Research from the National Anti-Bullying Centre in DCU found that almost half of surveyed secondary students have been frequently asked to send sexually explicit messages (sexts).

According to the study entitled ‘It’s not just sexy pics: An investigation into sexting behaviour and behavioural problems in adolescents’ 44 percent of teenagers have  frequently been asked to send sexts which may include text messages, photos or videos.

Girls were almost twice as likely to be asked to sext then boys. 29.5 percent of females surveyed versus 15.2 percent of males.

Girls were also more likely to receive unsolicited sexts. According to the report almost 22 per cent of females were frequently sent sexts that they did not want.

This finding is concerning for Mairead Foody, head researcher on this report. Foody says that although much of their findings fit with previous research and literature, the team were surprised to see the number of unsolicited images being received by girls.

“Girls in particular were frequently receiving sexual images that they had not requested,” says Foody.

She said that researchers were not concerned about sexting “if it forms part of healthy and consensual relationships,” however, their findings on unsolicited sexting were worrying.

“Non-consensual sharing of sexual images as this can cause victimisation and is a form of online sexual harassment and abuse,” says Foody.

Foody feels that the topic of consent in the online sphere is something that needs to be addressed more often in order to protect young people.

Currently DCU Students’ Union is hosting its annual Sexual Health Awareness and Guidance (SHAG) Fest.

A major focus this year is on consent and image based sexual assault (IBSA) according to Vice President for Welfare and Equality, Dean O’Reilly.

The events are guided by the principle that “sexual activity or relationships or sexual health or any sort of them within that sphere, should be guided by consent and should be fun and should be enjoyable,” says O’Reilly.

SHAG Fest, previously called SHAG Week, is an event that takes place across Irish universities in partnership with the Union of Students of Ireland.

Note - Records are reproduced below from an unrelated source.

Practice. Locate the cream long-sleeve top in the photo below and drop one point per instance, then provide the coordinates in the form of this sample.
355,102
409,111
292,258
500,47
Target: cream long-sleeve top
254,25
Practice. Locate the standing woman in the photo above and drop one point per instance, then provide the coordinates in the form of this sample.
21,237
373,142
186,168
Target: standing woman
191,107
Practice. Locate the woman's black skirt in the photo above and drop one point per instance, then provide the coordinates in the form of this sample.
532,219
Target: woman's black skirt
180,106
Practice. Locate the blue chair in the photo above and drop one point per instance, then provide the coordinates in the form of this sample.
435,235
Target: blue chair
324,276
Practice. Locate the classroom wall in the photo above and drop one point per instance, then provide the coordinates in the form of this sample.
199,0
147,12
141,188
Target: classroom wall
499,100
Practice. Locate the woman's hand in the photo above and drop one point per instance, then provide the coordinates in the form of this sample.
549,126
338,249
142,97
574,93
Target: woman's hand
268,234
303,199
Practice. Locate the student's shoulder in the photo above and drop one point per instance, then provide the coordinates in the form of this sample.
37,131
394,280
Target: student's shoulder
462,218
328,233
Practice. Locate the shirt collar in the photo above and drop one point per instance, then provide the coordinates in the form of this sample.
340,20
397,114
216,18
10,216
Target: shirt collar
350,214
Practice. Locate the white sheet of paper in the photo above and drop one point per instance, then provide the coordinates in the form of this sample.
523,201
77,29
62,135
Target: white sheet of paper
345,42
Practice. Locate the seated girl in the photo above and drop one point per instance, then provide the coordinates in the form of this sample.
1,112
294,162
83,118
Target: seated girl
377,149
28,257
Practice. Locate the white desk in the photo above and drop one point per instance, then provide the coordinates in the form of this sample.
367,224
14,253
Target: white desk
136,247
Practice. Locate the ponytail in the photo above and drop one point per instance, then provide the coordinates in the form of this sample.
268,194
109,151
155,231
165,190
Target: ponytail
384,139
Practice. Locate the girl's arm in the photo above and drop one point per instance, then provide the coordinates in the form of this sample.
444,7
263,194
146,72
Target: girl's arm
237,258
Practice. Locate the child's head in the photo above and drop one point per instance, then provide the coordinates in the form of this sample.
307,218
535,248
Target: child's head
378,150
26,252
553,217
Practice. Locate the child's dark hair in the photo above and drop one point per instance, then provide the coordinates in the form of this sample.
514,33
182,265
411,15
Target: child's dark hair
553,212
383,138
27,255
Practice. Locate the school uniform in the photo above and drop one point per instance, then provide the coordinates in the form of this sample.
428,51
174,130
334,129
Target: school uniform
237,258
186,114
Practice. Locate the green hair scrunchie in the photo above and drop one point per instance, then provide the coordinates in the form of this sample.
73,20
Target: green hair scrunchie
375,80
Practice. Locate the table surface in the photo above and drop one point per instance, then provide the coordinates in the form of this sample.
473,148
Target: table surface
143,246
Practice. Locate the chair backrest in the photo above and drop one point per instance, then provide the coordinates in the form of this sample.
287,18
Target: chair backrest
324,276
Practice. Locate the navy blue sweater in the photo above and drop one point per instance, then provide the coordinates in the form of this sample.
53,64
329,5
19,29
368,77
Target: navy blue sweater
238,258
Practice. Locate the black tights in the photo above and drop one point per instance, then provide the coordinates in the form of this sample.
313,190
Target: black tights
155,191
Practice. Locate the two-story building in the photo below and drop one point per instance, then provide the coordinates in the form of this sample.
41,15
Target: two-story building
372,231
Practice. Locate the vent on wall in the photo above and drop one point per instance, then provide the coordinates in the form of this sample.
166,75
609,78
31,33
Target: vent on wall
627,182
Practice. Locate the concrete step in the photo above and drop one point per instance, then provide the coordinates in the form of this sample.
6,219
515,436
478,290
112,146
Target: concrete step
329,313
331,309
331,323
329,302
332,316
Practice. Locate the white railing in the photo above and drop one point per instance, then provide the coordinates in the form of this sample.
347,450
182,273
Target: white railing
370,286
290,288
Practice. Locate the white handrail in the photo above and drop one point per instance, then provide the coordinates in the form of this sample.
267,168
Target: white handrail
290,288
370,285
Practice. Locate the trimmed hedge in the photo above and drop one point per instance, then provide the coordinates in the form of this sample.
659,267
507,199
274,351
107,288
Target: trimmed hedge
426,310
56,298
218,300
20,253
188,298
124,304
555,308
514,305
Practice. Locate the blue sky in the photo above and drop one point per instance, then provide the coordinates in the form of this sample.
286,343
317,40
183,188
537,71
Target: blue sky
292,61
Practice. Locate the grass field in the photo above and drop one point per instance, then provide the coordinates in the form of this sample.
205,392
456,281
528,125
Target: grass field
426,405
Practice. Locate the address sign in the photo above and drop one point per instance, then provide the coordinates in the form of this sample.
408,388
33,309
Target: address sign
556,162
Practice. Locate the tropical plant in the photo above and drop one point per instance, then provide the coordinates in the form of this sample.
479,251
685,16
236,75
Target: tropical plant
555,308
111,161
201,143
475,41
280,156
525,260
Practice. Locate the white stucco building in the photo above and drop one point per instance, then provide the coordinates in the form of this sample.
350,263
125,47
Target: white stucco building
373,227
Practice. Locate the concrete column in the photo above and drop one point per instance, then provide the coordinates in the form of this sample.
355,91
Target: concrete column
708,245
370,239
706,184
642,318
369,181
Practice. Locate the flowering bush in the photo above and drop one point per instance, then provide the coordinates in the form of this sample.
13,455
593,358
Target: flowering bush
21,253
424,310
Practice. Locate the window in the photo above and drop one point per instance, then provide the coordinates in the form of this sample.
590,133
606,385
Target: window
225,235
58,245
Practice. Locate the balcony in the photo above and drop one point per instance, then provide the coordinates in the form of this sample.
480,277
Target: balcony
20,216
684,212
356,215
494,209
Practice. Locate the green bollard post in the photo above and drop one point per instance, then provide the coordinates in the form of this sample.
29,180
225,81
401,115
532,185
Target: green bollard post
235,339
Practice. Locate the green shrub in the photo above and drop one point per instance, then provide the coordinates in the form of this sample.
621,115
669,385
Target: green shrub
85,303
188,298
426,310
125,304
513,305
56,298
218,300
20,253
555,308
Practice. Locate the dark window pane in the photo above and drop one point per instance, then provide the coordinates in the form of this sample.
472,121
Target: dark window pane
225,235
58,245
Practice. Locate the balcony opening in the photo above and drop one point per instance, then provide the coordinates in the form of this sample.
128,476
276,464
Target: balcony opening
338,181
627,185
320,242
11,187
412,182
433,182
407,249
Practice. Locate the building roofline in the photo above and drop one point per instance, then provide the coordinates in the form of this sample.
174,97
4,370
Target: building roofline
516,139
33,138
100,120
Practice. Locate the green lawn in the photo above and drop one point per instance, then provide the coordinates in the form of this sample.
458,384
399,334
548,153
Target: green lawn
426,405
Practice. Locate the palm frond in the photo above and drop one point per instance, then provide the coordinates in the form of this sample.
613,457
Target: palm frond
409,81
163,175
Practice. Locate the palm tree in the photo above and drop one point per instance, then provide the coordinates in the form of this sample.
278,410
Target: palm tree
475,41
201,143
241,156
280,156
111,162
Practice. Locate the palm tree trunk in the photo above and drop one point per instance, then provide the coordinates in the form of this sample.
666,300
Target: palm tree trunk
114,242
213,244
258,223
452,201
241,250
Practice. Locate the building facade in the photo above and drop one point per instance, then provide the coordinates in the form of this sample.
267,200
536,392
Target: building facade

According to O’Reilly SHAG Fest “adds on to the lack of sexual health education that we see at second level and the lack of diversity and nuance within the sexual health education.”

It is designed to educate students on consent, boundaries and healthy relationships, as well as body positivity, and “empower students to feel like they have control over their sexual lives,” O’Reilly explains.

O’Reilly feels that research like that done by The National Anti-Bullying Centre is essential to having a healthy discussion about relationships and sex.

He believes that you can’t “have any meaningful conversation about sexual health or sexual relationships without that base knowledge of covering what consent is and covering what a healthy relationship could look like and how to navigate that communication.”

Foody is of a similar view, she feels “that young people themselves are discussing consent more than ever before but it is not considered in the online space as much.”

“We need to ask consent to send and share pictures of other people at all times, but especially if they are of sexual nature.”

The research from the National Anti-Bullying Centre in DCU surveyed 848 teenagers from schools across Ireland between the ages of 15 and 18.